My first stop is always for roast duck at Big Wong on Mott Street, a cash-only, old-school Cantonese joint. The roasted bird, with its fatty, succulent meat and crackly, burnished skin, can be enjoyed over rice or congee (rice porridge). There’s a mix of tourists and neighborhood denizens here, but with signs up on the wall written in Chinese, it’s generally believed that there are secret menus accessible only to Cantonese speakers.
The Nom Wah Tea Parlor on Doyers Street offers some of the best dim sum around. Opened in 1920, Nom Wah is the oldest restaurant in the neighborhood. The pork buns are splendid, as are the O.G. egg rolls: an egg crepe rolled in a homemade batter, stuffed with chicken and mixed veggies, and then fried. And, although I haven’t been brave enough to try them yet, the chicken feet are said to be the best in the city. Down on pretty Mosco Street is Fried Dumplings, where the meanest businesswoman in town serves up the best dumplings at $1.25 for five.

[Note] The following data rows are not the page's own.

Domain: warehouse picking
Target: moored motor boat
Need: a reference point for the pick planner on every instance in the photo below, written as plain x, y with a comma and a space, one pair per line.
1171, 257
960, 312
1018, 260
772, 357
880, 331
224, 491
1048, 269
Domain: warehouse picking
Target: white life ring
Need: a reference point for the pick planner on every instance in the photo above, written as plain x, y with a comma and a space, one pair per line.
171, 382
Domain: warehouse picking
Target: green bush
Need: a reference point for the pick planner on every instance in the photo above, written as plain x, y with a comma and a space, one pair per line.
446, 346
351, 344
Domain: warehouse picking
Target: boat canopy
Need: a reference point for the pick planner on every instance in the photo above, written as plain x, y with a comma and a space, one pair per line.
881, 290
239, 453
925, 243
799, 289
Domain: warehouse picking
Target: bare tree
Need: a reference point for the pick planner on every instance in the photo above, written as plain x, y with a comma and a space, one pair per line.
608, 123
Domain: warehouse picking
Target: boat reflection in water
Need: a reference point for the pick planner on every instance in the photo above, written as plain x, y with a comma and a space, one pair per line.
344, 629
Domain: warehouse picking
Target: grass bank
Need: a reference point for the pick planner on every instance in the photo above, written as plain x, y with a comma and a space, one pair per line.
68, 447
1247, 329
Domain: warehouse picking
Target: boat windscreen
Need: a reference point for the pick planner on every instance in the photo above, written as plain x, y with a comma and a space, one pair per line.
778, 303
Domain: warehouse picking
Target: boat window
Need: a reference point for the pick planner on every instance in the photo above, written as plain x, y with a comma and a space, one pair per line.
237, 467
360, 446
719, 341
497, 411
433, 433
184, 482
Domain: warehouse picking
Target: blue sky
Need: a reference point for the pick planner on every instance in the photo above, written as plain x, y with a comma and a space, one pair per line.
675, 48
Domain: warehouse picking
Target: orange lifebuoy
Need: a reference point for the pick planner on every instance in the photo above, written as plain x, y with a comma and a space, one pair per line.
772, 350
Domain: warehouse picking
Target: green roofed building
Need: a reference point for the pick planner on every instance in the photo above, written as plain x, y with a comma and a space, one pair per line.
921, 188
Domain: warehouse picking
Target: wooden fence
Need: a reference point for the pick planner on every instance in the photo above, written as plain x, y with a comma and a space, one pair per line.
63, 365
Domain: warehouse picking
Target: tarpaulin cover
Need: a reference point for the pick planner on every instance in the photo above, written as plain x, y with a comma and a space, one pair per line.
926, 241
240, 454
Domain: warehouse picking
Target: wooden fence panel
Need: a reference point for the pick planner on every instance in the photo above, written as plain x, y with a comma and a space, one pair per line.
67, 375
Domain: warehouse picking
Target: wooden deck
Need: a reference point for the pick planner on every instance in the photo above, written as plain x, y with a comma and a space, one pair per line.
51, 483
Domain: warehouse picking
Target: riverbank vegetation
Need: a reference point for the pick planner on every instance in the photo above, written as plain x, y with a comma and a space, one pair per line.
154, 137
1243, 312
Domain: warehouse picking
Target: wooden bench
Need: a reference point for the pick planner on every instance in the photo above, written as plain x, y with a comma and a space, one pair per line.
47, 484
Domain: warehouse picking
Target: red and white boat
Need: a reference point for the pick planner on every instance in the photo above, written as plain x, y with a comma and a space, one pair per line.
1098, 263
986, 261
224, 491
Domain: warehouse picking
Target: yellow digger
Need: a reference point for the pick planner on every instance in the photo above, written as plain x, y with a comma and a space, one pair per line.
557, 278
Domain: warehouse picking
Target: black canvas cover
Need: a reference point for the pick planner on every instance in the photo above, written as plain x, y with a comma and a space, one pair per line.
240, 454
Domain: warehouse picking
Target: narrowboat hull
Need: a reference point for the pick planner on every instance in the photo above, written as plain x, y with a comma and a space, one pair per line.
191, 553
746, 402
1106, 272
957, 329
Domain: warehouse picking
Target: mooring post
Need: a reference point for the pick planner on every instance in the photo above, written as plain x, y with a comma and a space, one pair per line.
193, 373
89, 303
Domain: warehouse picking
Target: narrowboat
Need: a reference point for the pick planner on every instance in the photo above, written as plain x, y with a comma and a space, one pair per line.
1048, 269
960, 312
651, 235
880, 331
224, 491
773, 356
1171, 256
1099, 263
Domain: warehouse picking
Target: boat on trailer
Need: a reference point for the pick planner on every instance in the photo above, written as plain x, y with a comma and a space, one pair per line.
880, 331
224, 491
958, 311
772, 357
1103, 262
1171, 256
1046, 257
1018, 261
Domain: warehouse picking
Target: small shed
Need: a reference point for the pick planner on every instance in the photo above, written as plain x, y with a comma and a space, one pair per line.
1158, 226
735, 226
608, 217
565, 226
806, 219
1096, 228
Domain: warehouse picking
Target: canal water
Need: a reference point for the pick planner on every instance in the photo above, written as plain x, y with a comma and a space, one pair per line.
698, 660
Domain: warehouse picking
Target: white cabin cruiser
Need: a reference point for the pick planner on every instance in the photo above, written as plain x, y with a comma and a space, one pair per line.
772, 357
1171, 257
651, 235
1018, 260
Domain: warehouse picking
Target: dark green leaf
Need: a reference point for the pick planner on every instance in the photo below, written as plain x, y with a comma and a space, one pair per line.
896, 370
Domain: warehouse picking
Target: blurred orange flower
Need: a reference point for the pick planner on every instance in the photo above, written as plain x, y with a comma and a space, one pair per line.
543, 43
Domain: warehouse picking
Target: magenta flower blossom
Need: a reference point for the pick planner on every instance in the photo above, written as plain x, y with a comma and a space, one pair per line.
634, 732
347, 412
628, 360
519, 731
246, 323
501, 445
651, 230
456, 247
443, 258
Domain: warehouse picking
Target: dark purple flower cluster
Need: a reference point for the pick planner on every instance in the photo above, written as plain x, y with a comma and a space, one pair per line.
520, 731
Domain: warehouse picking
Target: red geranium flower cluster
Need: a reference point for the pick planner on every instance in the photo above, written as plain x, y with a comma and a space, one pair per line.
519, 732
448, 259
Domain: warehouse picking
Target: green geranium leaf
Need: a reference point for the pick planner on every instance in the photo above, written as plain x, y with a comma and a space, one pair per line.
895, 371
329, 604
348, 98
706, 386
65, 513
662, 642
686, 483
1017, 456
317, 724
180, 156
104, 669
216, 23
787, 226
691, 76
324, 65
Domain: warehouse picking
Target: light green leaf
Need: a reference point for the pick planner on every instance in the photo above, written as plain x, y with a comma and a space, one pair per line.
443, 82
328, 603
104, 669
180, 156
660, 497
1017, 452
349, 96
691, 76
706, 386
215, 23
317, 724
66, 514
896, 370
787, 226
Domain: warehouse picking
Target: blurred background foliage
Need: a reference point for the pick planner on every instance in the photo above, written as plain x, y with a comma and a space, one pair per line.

In China, it is said, firewood, rice, oil, salt, sauce, vinegar, and tea are considered the seven necessities to begin a day. No place takes tea, and the art of Chinese tea drinking, more seriously than Sun’s Organic Garden on Bayard Street. Well-stacked shelves boast more than 1,000 loose-leaf varieties from around the world, as well as herbal remedies purported to aid digestion, brain function, sinus drainage, and women’s wellness. Sun’s is famous for its oolong teas, including one of the rarest, DaYuLing, grown at extremely high elevations and sold for around $20 an ounce; each batch of leaves holds enough flavor for up to eight steeps.
The nearby Museum of Chinese in America, on Centre Street, is a wonderful place to learn more about the history of Chinatown and its people. Founded in 1980, the space was expanded and redesigned by the architect Maya Lin, showcasing historical and political photographs, first person stories, and films. A few artifacts on display also help us understand the immigrants’ struggles and hardships, such as a cap-gun toy from the 1880s: When the trigger is pulled, a suited gentleman kicks a braided Chinese man in the rear, setting off a miniature explosion.
But perhaps the loveliest spot around is leafy Columbus Park, surrounded by Baxter, Worth, Bayard, and Mulberry Streets. It serves as Chinatown’s communal backyard, in the middle of which stands a statue of Dr. Sun Yat-sen, the first president of the Republic of China. Men and women arrive in the early morning hours to practice tai chi. By lunchtime, lawyers and jurors from the nearby Criminal Court building mingle with the crowd as older ladies, crouched on low stools under rainbow-hued umbrellas, wait to tell the fortunes of passers-by. Sometimes, a small Chinese opera troupe or musicians with traditional Chinese instruments will perform under the shade of a tree. And all day long, around every table in the park, women congregate to play cards while men compete in intense games of Xiangqi, or Chinese chess.
How is it possible that one of the most desirable tracts of real estate in Manhattan is still primarily a low-income neighborhood, its storefronts still dominated by mom-and-pop operations, its internal economy continuing to hum? Developers would eagerly replace Chinatown’s lanky tenement buildings with pricey apartment towers for young professionals, reducing Chinatown to an ethnic theme park like those in Chicago, Boston, Philadelphia, and Washington D.C.
Built on the graveyards of enclaves past — the Irish Five Points, the Jewish Lower East Side, and Little Italy — Chinatown manages to resist. For how much longer, no one knows. Until then, it remains a lovely, iconic reminder of New York’s immigrant history.